More Americans die every year from hepatitis C infections than from AIDS, and three quarters of the victims are between the ages of 45 and 64, the Centers for Disease Control and Prevention reports. “One of every 33 baby boomers is living with hepatitis C,” John Ward, the CDC’s hepatitis chief, tells the Associated Press. More than half of them don’t know they have the disease and don’t seek treatment, creating “a silent epidemic.” Baby boomers are most at risk because the disease spreads when drug users share needles—a practice that was common in the 1960s and ’70s. Blood donors weren’t screened for the infection before 1992, allowing it to spread through transfusions. Hepatitis C targets the liver, where it can cause cirrhosis and cancer.
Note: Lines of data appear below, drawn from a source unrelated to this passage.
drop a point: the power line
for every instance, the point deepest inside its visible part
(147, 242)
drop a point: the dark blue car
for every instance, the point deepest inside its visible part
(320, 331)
But its symptoms—including fatigue, joint and muscle pain, and yellowing of the eyes and skin—often take decades to appear, leaving it to do serious damage unchecked. The disease’s current annual death toll of roughly 15,000 Americans per year will nearly triple over the next 20 years as infected boomers age, Ward says, “unless we do something different” to locate and treat the 3.2 million people who are now harboring the disease.